The Neighbors had an appointment tonight, so The Girlfriend was joining us for dinner. Mid-recipe, she comes into the kitchen and says, "Miss Cate, when you make me my sandwich, can you make sure to put mayo on it? Because I like mayo." To which I responded, "That's good to know, but we're having spaghetti tonight. Is that ok?" Luckily she smiled, quickly nodded and ran away to go back to playing with Nicholas. Bullet successfully dodged... little kid meltdowns at dinner time are never fun.

Flashforward to the dinner table and both kids are inhaling their pasta. Not only are they unknowingly eating anchovies, they're also eating whole wheat pasta (love Barilla's!). The only change I made was to drizzle a little bit of extra virgin olive oil over the pasta at the end, and I'd do that next time too, perhaps even a little bit more. Without it, the pasta would have been way too dry. If you're looking for a pasta with a sauce, this is not the pasta to choose.

Dinner crisis averted, kids happy and well-fed with a healthy dinner, and I managed to save an unneeded trip to the grocery store. My work here is done.

Sicilian Spaghetti
Recipe courtesy of Simon, AllRecipes
8 servings

1 pound spaghetti
4 tablespoons olive oil (I used more at the end to make the pasta a little less dry)
3 cloves garlic, crushed
1 (2 ounce) can anchovy fillets, chopped (I promise you won't be able to taste these in the finished dish)
1 cup fine bread crumbs
1 cup chopped fresh parsley
ground black pepper to taste
4 tablespoons freshly grated Parmesan cheese

Bring a large pot of lightly salted water to a boil.
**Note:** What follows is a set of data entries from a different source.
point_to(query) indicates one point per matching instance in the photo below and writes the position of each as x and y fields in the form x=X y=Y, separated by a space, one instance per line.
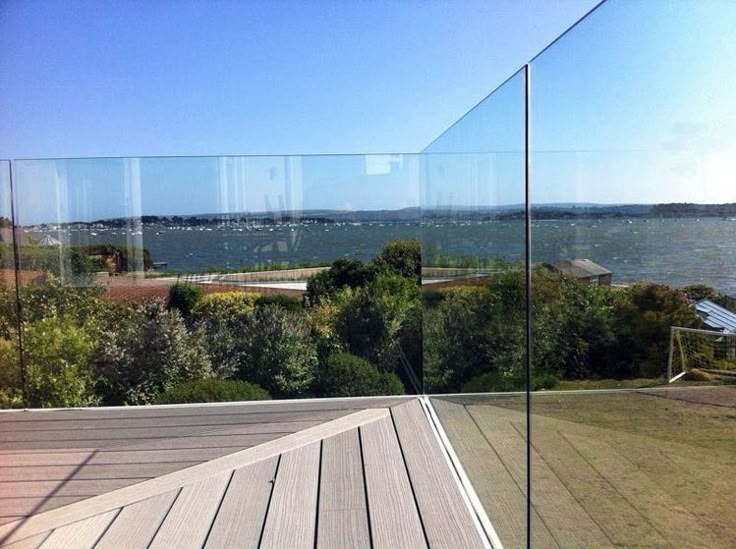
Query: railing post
x=669 y=359
x=528 y=262
x=18 y=306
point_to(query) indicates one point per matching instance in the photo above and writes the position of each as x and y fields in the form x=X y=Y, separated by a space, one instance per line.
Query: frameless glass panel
x=473 y=276
x=11 y=394
x=298 y=274
x=633 y=260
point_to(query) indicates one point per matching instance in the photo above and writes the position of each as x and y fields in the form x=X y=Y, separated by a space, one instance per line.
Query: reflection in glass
x=633 y=151
x=11 y=392
x=169 y=279
x=473 y=275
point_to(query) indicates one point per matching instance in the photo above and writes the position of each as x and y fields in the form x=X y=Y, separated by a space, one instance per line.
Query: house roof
x=580 y=268
x=716 y=317
x=49 y=241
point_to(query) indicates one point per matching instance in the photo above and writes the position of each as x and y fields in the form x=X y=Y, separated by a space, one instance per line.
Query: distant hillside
x=435 y=213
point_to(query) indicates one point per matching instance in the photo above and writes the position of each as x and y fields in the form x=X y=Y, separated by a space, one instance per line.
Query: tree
x=401 y=257
x=280 y=355
x=143 y=351
x=346 y=375
x=343 y=273
x=184 y=297
x=224 y=320
x=57 y=354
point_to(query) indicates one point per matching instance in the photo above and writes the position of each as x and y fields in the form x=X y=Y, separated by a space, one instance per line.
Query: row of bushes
x=362 y=329
x=82 y=349
x=75 y=260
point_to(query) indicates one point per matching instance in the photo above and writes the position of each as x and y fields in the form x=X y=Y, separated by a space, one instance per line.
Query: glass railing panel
x=155 y=279
x=11 y=392
x=633 y=200
x=473 y=220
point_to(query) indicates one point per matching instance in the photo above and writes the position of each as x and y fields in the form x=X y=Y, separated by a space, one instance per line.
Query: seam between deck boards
x=411 y=482
x=131 y=494
x=470 y=497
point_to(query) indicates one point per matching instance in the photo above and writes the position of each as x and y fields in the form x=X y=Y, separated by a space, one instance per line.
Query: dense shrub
x=57 y=354
x=343 y=273
x=223 y=318
x=184 y=298
x=346 y=375
x=212 y=390
x=143 y=351
x=496 y=382
x=643 y=322
x=321 y=321
x=222 y=304
x=280 y=300
x=279 y=353
x=48 y=297
x=401 y=257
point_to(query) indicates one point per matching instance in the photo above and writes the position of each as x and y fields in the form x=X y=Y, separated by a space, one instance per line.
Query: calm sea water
x=672 y=251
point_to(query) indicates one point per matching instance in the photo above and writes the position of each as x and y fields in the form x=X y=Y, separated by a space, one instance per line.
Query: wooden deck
x=53 y=458
x=352 y=473
x=594 y=486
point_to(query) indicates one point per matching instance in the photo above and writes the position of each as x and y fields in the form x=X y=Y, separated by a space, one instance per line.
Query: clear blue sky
x=164 y=77
x=635 y=105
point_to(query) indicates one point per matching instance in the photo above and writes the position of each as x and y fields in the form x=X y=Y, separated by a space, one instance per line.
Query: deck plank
x=502 y=497
x=243 y=511
x=189 y=520
x=136 y=525
x=343 y=510
x=623 y=524
x=23 y=506
x=72 y=488
x=29 y=543
x=90 y=472
x=151 y=427
x=82 y=534
x=108 y=500
x=648 y=498
x=447 y=520
x=292 y=514
x=181 y=411
x=394 y=516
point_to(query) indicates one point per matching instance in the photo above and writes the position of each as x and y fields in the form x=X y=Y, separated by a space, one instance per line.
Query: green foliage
x=343 y=273
x=224 y=303
x=497 y=382
x=73 y=260
x=212 y=390
x=57 y=355
x=280 y=300
x=369 y=319
x=278 y=353
x=223 y=318
x=49 y=297
x=401 y=257
x=10 y=378
x=145 y=350
x=346 y=375
x=643 y=322
x=184 y=297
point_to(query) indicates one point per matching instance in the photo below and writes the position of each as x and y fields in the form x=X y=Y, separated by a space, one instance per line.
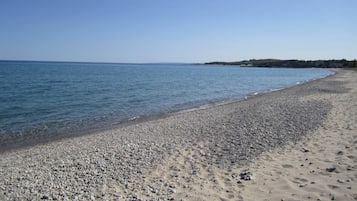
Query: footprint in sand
x=287 y=166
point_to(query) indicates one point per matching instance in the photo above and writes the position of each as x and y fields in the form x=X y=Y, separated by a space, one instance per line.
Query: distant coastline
x=291 y=63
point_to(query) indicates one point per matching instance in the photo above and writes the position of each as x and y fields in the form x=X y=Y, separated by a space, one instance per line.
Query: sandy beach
x=294 y=144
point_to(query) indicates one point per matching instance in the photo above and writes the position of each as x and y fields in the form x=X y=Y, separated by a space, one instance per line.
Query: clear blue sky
x=177 y=30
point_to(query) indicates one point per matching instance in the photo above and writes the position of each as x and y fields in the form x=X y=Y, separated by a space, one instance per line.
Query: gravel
x=112 y=165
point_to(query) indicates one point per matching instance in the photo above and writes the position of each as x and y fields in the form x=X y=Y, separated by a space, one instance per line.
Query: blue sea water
x=41 y=99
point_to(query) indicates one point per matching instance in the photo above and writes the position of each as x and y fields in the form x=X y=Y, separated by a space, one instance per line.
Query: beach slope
x=293 y=144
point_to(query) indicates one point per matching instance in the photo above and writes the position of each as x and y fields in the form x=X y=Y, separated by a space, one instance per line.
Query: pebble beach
x=201 y=154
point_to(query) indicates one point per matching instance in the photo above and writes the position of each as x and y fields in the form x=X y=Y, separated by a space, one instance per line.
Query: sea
x=48 y=100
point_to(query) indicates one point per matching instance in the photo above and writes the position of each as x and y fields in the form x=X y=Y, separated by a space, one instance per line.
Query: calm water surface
x=41 y=99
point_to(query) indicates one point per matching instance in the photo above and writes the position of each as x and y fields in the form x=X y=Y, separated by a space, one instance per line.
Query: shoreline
x=44 y=139
x=170 y=157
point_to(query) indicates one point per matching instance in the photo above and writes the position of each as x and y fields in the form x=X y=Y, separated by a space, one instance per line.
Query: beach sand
x=294 y=144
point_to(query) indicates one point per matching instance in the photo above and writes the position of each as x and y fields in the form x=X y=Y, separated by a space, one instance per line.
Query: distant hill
x=292 y=63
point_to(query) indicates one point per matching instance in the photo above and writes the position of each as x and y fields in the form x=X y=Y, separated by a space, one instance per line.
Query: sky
x=140 y=31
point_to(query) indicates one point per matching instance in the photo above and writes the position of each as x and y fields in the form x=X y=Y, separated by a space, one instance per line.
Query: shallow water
x=48 y=98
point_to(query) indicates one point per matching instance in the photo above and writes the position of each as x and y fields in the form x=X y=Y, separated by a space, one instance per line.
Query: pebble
x=117 y=160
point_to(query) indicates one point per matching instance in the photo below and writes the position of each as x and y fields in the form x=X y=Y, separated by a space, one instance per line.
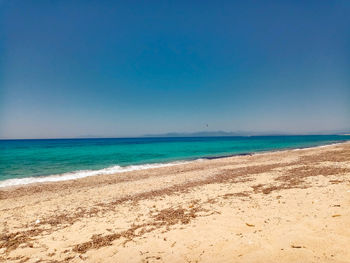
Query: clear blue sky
x=127 y=68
Add pasta and cook for 8 to 10 minutes or until al dente; drain. Meanwhile, in a medium skillet, heat olive oil over medium heat and add garlic and anchovies to cook for about 2 minutes; stir constantly. Stir in breadcrumbs and turn off heat. Add parsley and black ground pepper; mix together. Toss anchovy sauce with hot pasta and sprinkle with cheese; serve.